ALCOHOL may be taking its toll on North-East families during the pandemic as new figures show parents are twice as likely as non-parents to be drinking more heavily since it began.

Balance, the North-East alcohol office, has published the results of a survey of over 900 people during national Children of Alcoholics Week #COAWeek2021.

It comes as the NSPCC also released figures this week showing that concerns about alcohol and drugs misuse have soared since the start of the pandemic.

While health campaigners and charities have warned that many drinkers are drinking more since Covid began, especially those who were already drinking heavily, the independent survey by Balance is one of the first in depth studies to point to a worrying trend among people with children under 18 living at home.

Among those who drink alcohol, it found parents are around twice as likely (38 per cent) as non-parents (18 per cent) to be drinking more often since before the pandemic.

Parents (31 per cent) were also more likely to be drinking more units on a typical drinking day, compared to non-parents (17 per cent).

Among those who drink alcohol, it also found nearly half of parents (48%) are increasing or higher risk drinkers compared to 37% of non-parents.

Colin Shevills, director of Balance, said: “These are worrying figures which clearly show that families and parents with children at home are feeling the pressures of the pandemic.

"Parenting is stressful to begin with but add in home schooling, juggling work with childcare and worries about the pandemic and it is a perfect storm.

“We are seeing a pattern where many thousands in our region are now drinking in a way which could impact on health, impact on family and put them further down a road towards daily drinking and alcohol addiction.

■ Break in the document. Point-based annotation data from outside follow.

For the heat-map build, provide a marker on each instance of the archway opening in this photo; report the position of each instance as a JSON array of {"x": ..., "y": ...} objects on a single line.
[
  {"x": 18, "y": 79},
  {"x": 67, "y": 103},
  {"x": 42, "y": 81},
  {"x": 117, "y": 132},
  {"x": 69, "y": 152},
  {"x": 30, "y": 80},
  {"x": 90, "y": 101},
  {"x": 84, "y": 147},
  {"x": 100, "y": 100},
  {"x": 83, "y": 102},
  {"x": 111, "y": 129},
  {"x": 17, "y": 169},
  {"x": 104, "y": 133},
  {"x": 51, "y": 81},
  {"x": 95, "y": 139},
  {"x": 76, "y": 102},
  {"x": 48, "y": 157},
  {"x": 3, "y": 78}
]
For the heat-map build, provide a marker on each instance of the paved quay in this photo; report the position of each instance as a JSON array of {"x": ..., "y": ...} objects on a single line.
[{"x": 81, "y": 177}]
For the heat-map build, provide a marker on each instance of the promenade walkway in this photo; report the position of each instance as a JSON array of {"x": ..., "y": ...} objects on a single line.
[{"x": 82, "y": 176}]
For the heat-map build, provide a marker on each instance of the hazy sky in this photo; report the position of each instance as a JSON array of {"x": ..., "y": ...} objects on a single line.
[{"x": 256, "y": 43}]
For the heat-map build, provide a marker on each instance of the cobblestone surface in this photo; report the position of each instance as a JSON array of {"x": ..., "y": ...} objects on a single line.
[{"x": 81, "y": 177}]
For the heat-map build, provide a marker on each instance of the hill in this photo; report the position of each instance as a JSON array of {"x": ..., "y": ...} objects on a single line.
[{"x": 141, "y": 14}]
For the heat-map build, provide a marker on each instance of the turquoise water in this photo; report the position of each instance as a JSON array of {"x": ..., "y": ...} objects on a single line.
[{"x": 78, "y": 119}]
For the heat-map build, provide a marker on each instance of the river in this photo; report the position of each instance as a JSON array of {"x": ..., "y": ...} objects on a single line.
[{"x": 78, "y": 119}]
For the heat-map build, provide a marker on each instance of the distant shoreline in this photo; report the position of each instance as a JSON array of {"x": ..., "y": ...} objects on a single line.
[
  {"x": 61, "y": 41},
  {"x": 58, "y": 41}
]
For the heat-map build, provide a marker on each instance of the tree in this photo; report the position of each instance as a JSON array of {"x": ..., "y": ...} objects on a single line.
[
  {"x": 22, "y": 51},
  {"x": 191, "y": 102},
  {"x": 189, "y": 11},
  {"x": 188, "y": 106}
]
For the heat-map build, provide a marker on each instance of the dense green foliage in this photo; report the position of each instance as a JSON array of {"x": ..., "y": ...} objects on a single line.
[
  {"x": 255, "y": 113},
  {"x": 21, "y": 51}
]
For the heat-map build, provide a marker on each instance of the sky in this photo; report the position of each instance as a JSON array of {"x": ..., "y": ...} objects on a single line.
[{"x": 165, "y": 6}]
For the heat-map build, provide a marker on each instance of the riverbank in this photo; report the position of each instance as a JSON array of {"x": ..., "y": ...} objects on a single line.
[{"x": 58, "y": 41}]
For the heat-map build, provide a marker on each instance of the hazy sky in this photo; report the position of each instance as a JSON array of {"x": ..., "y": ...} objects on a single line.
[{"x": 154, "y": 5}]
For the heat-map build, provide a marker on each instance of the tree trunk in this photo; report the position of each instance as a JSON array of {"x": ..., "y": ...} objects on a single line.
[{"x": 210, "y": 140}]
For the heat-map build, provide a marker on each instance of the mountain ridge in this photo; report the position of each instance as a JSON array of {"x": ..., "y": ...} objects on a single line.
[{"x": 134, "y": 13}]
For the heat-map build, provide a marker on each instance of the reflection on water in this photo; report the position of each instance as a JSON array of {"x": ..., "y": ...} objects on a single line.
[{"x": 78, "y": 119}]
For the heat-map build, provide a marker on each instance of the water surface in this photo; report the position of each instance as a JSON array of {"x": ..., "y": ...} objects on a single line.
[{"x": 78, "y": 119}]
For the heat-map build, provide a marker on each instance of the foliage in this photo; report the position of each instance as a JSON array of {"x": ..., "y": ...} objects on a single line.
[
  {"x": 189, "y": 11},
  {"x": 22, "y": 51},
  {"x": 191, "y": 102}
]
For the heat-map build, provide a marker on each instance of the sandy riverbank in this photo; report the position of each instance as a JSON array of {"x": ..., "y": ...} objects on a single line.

“Clearly charities are very worried by the figures, which in some cases are impacting on children’s lives. It’s easy to say “that’s not me” – however we know that 1 in 20 parents are binge drinking nearly every day, which is not good for anyone’s own lives or their family.”

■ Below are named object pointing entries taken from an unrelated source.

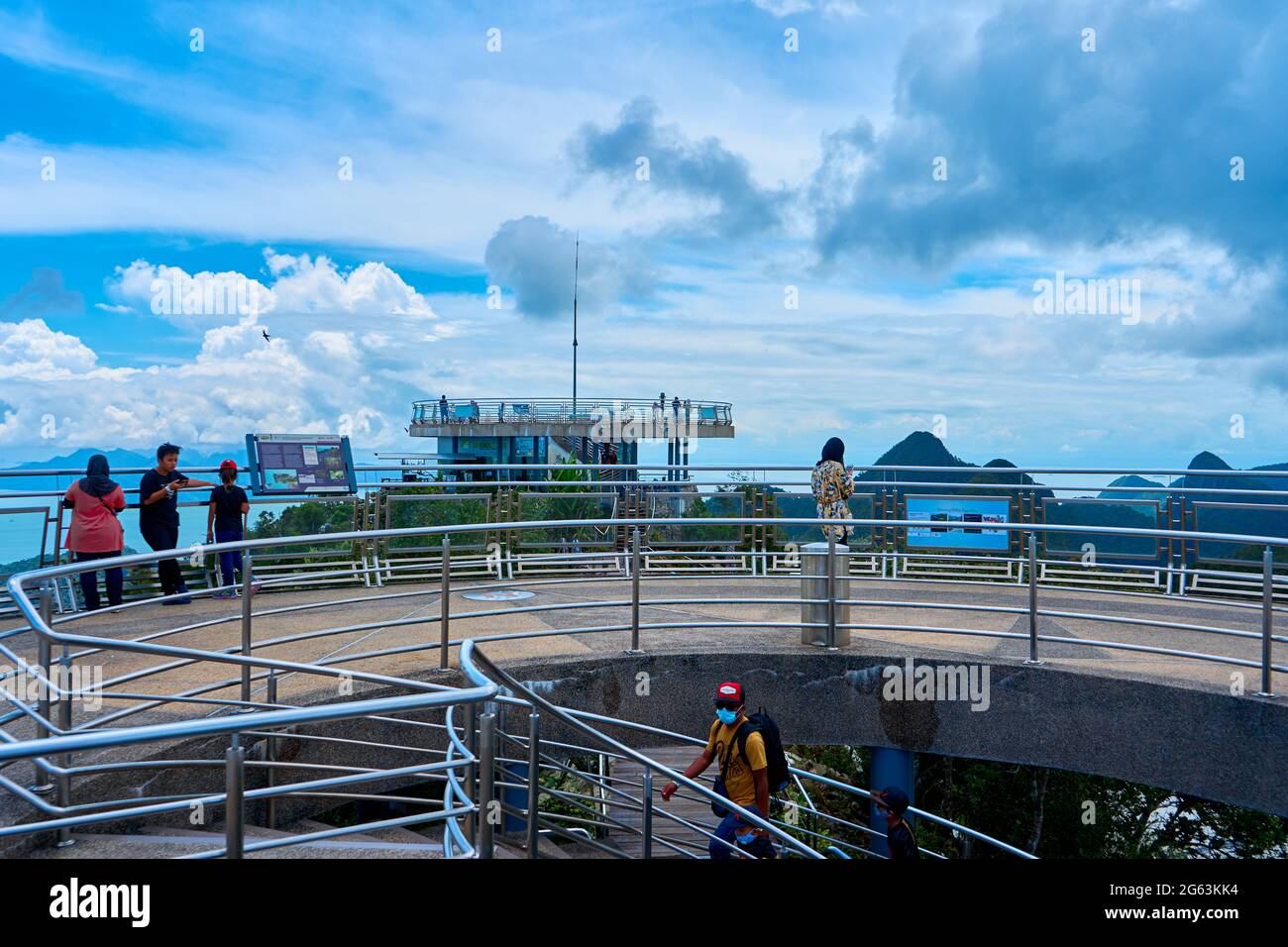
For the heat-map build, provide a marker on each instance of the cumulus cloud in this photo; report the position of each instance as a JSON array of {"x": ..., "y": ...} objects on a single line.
[
  {"x": 533, "y": 258},
  {"x": 703, "y": 172},
  {"x": 44, "y": 295},
  {"x": 1046, "y": 142},
  {"x": 329, "y": 375},
  {"x": 297, "y": 285}
]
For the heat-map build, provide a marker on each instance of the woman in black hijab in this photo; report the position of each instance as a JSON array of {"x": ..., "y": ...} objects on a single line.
[
  {"x": 95, "y": 500},
  {"x": 832, "y": 484}
]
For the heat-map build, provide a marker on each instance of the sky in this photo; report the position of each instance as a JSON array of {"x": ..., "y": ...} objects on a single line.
[{"x": 846, "y": 218}]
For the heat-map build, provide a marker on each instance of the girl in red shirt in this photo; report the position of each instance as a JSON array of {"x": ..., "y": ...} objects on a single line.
[{"x": 95, "y": 500}]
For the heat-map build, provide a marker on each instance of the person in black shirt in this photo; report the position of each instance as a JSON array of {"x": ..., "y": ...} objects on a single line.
[
  {"x": 159, "y": 515},
  {"x": 228, "y": 504},
  {"x": 901, "y": 843}
]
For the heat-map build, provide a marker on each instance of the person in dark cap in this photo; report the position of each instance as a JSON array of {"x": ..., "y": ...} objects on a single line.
[
  {"x": 95, "y": 501},
  {"x": 901, "y": 843},
  {"x": 833, "y": 483}
]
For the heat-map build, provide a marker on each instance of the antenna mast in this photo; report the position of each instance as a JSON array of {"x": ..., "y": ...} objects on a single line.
[{"x": 576, "y": 262}]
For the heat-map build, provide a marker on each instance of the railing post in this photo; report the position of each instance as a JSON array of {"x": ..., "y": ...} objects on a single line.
[
  {"x": 44, "y": 659},
  {"x": 1267, "y": 621},
  {"x": 831, "y": 591},
  {"x": 270, "y": 751},
  {"x": 235, "y": 775},
  {"x": 487, "y": 775},
  {"x": 443, "y": 599},
  {"x": 603, "y": 795},
  {"x": 64, "y": 723},
  {"x": 1033, "y": 600},
  {"x": 472, "y": 744},
  {"x": 246, "y": 626},
  {"x": 533, "y": 780},
  {"x": 635, "y": 592},
  {"x": 648, "y": 814}
]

He added: “Alcohol is not the answer right now – while many are drinking more, others are cutting back.

"That is why we are encouraging people to think about their relationship with alcohol and find ways to cut down, take more drink free days and do whatever you can if alcohol is starting to take a hold.”

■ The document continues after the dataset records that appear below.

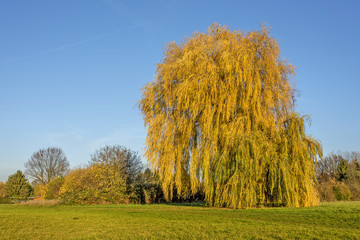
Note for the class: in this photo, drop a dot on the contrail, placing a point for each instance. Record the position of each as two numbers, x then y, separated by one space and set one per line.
68 45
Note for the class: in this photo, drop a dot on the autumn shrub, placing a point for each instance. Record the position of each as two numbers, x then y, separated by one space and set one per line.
341 191
355 191
326 191
40 202
96 184
39 190
52 189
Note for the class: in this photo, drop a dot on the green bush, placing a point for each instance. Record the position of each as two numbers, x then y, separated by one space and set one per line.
17 186
93 185
52 189
341 191
2 189
5 200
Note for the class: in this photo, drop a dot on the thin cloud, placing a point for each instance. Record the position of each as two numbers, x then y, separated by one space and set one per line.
77 43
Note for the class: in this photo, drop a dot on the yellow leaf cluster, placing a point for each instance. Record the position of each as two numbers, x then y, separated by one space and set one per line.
220 115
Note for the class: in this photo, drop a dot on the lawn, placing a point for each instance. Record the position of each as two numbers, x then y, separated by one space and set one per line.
340 220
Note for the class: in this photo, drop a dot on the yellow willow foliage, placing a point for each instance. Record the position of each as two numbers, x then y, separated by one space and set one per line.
220 115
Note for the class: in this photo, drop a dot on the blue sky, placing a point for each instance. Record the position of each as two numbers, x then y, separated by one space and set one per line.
71 72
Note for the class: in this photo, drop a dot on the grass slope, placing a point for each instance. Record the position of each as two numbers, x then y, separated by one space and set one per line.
339 220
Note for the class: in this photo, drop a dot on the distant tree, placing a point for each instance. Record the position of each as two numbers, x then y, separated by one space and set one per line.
52 189
339 176
342 170
47 164
328 166
18 186
220 114
93 185
2 189
122 161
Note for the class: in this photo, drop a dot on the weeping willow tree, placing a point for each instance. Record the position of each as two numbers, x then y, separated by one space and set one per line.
220 115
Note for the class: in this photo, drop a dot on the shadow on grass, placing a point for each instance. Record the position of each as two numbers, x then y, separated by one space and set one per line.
190 204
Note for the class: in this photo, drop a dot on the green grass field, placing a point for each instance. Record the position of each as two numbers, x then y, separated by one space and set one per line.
339 220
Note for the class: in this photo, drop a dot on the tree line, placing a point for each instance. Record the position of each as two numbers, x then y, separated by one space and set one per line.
222 127
114 174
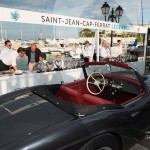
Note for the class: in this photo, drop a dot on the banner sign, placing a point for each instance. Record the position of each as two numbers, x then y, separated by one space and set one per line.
23 16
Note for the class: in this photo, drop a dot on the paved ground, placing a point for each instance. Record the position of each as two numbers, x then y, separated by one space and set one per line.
138 147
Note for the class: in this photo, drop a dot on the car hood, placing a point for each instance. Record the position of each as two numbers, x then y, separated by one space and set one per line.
26 114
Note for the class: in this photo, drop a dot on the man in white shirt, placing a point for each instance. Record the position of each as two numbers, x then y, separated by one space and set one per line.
116 50
88 52
6 49
58 63
76 52
105 51
9 60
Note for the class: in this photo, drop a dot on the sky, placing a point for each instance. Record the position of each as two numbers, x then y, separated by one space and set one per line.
75 8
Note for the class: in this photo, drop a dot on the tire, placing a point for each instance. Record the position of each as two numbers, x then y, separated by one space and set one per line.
105 142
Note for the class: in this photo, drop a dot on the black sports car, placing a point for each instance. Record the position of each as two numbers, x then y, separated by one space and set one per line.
108 110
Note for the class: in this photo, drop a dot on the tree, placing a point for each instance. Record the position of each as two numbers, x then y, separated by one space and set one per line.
86 33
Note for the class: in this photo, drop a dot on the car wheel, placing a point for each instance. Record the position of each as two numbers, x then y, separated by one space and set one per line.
105 142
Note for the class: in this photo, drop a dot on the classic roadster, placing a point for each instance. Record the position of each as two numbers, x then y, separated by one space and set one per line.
108 110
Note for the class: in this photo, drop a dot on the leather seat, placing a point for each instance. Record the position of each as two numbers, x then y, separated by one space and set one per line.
93 100
71 95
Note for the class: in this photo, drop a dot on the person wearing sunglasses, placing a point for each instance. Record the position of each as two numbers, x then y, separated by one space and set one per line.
9 61
6 49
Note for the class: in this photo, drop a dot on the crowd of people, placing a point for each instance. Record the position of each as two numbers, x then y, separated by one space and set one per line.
37 59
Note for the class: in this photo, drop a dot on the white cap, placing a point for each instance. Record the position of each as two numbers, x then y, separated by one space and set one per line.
76 42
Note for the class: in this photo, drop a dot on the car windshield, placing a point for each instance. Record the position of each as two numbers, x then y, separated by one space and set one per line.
108 69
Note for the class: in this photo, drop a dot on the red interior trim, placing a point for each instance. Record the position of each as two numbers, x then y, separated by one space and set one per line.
123 78
113 63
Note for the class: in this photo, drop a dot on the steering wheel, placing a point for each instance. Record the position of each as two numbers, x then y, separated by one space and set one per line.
100 84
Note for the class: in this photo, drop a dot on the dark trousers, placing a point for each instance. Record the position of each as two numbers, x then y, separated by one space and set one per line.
3 67
86 59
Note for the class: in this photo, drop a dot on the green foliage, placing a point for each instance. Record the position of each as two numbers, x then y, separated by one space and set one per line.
86 33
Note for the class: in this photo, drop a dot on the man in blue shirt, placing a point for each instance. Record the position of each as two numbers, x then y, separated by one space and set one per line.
33 54
6 49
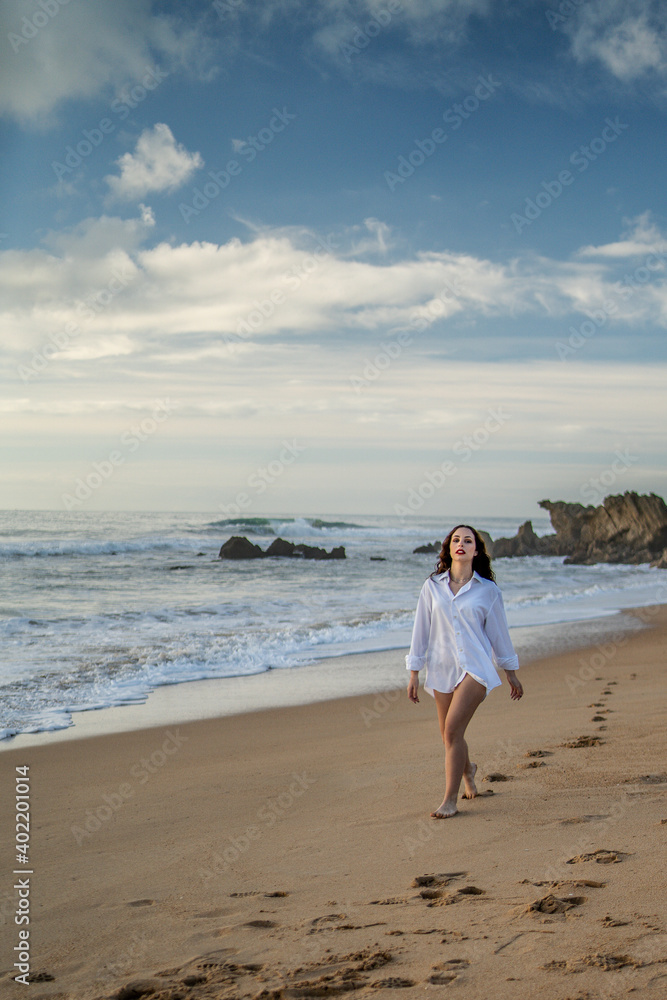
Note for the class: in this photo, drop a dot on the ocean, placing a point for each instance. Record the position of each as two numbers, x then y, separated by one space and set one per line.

A separate survey by Balance released in November found that one in five drinkers say there have been more arguments and tension in their family during the pandemic because of alcohol.

The NSPCC has also reported that concerns about drug and alcohol use have soared since the start of the pandemic, with latest figures showing the monthly average number of contacts to the NSPCC helpline from people worried about parental substance misuse is 66 per cent higher since April 2020.

In the North East and Cumbria, the average monthly number of child welfare referrals about parental alcohol or substance misuse made by the NSPCC helpline rose by 120% - from an average of 31 per month between January and March 2020, to 69 per month between April 2020 and January 2021. In the last 10 months, there were a total of 687 referrals in the North East and Cumbria.

The NSPCC’s concerns are being backed by Adfam, a charity which provides support to families affected by drug, alcohol or gambling addiction.